Talking Points: This graph documents bull and bear market periods in the MSCI EAFE Index from January 1970 to December 2011. The market cycles are identified in hindsight using historical cumulative monthly returns. These returns consider the reinvestment of dividends, net of foreign government withholding taxes. All monthly observations are performed after the fact. A bear market is identified in hindsight when the market experiences a negative monthly return followed by a cumulative loss of at least 10%. The bear market ends at its low point, which is defined as the most negative cumulative return prior to achieving a positive cumulative return . A bull market is defined by data points not considered part of a bear market. The rising trend lines in blue designate the bull markets occurring since 1970, and the falling trend lines in red document the bear markets. The bars that frame the trend lines help to describe the length and intensity of the gains and losses. The numbers above or below the bars indicate the duration (in months) and cumulative return percentage of the bull or bear market. Keep in mind that this graph does not show total compounded returns or growth of wealth since 1970. Once the cycle is established in retrospect, the first month of that cycle resets the performance baseline to zero. Investors may draw a number of lessons from this graph. First, since 1970, bull markets in the MSCI EAFE Index have lasted longer than bear markets and delivered gains that are disproportionately greater than the bear market losses.

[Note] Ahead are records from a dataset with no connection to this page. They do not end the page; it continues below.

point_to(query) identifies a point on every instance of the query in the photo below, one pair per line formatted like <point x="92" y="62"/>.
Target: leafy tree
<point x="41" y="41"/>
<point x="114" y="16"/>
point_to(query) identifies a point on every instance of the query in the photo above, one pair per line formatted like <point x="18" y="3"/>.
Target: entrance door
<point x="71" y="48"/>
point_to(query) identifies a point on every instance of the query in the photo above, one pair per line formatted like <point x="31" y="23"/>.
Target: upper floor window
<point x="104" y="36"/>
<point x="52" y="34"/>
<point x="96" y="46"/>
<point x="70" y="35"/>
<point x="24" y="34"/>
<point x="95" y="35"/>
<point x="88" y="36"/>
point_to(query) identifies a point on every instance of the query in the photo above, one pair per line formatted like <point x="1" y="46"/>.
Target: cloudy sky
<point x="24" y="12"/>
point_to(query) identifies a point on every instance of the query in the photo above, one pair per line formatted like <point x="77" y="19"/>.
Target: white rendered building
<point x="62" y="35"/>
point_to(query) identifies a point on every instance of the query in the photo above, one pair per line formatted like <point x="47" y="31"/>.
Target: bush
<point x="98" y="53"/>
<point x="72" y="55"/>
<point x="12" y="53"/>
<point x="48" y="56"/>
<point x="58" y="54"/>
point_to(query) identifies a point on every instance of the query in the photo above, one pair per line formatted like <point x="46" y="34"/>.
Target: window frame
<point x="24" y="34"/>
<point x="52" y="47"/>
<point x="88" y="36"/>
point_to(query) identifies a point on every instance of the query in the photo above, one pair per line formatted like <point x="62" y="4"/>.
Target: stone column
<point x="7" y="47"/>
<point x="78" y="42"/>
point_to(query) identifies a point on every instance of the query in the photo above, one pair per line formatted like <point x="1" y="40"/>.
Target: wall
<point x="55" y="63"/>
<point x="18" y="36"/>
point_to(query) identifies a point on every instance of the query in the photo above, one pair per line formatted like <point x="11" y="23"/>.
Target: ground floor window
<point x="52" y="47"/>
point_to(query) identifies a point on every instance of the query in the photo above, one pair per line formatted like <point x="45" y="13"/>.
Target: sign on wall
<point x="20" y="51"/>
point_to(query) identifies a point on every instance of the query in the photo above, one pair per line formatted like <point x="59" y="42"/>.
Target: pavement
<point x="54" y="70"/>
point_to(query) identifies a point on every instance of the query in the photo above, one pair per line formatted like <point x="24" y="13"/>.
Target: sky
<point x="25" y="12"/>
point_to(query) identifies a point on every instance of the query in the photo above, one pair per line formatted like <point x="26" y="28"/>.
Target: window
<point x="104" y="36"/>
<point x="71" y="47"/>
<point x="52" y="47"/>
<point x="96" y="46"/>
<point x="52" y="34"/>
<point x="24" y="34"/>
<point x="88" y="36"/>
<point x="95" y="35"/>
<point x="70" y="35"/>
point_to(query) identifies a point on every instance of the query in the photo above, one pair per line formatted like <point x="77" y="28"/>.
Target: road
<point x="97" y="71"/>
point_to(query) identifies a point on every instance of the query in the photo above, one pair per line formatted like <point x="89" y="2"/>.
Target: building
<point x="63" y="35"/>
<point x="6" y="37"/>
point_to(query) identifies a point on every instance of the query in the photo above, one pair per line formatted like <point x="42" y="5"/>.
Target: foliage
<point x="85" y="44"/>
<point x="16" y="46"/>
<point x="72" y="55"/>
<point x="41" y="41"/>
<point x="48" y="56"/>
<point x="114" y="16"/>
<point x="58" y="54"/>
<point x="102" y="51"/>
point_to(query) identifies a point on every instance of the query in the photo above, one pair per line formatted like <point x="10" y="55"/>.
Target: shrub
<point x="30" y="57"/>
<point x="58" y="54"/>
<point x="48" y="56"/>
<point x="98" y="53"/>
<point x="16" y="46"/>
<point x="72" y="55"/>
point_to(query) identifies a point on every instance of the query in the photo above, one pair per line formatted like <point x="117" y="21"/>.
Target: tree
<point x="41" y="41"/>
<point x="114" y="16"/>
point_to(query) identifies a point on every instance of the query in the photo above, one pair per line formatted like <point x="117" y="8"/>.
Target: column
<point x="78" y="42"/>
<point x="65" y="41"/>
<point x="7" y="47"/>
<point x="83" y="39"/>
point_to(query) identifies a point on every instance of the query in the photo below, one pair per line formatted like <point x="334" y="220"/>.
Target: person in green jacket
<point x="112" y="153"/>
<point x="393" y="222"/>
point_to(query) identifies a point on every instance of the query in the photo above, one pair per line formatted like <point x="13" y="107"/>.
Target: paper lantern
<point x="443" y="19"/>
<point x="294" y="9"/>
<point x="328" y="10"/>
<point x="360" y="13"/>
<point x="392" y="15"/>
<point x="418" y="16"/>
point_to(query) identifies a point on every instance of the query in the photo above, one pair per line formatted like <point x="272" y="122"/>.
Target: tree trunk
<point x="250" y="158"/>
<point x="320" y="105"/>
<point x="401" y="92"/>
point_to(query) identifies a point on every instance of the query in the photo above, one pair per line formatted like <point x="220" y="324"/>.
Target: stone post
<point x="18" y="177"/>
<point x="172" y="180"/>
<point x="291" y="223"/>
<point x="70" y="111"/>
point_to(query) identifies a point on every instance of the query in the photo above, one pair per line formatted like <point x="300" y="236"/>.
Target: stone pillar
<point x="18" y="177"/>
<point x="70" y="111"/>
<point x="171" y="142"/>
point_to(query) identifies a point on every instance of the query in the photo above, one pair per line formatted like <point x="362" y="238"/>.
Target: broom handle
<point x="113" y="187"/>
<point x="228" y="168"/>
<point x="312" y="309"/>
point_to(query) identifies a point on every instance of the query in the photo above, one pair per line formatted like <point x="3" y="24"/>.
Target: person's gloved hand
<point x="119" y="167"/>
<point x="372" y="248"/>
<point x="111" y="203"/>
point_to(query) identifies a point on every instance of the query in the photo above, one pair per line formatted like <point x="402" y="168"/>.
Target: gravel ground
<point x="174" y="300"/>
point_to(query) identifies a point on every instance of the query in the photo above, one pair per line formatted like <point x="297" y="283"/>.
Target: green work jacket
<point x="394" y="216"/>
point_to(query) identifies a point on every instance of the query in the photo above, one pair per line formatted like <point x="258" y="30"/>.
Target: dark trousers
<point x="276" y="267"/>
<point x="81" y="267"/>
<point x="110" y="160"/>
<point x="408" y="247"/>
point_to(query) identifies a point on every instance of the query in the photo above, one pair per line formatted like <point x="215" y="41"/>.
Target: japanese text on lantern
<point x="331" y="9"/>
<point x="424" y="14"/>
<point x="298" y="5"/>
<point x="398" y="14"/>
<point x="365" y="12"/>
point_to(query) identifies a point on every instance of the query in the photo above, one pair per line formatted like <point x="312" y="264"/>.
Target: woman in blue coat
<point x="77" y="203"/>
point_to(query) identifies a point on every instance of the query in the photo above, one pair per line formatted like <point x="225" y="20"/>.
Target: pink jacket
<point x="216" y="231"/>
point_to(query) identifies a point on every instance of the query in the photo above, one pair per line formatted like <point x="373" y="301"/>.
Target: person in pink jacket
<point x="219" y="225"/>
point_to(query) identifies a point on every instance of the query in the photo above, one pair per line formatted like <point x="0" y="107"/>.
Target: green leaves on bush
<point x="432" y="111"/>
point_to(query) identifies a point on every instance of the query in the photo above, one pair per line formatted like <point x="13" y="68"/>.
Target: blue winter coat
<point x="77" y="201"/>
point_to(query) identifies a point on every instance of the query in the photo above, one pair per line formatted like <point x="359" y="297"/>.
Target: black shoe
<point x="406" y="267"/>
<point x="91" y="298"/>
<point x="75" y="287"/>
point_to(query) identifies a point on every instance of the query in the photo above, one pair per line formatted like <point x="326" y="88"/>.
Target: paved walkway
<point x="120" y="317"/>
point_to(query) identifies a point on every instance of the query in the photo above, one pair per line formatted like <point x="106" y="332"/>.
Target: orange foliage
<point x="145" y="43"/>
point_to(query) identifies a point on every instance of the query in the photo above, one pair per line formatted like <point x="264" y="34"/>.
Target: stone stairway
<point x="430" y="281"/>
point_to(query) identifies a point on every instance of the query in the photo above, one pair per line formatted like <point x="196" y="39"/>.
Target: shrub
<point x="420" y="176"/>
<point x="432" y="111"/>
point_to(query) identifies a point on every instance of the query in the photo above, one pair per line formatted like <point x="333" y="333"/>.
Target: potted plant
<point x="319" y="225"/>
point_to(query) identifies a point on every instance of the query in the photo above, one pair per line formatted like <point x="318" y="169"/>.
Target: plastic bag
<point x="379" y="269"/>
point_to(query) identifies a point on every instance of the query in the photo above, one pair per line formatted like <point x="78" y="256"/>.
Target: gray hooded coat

Keep in mind, however, that this time series is relatively short. Second, fluctuating performance within each trend illustrates that volatility and uncertainty occur even within established market cycles: bull markets may have short-term dips, and bear markets may have short-term advances. The immediate trend is not readily apparent to market observers, and in fact, may become clear only in hindsight. This illustrates the difficulty of accurately predicting and timing market cycles. Finally, the graph suggests the importance of maintaining a disciplined investment approach that views market events and trends from a long-term perspective. Investors who react emotionally to short-term movements are at risk of making ill-timed decisions that compromise long-term performance.
Talking Points: This graph documents bull and bear market periods in the MSCI World Index from January 1970 to December 2011. The market cycles are identified in hindsight, applying the same methodology as the other slides in the “Bull and Bear Markets” series. Monthly returns consider the reinvestment of dividends, net of foreign government withholding taxes. The graph demonstrates the same principles as the previous data: Since 1970, bull markets in the MSCI World Index have lasted longer than bear markets and delivered gains that are disproportionately greater than the bear market losses. Index performance fluctuates, even within established market cycles Investors who maintain a disciplined investment approach may avoid making ill-timed decisions amidst the market volatility.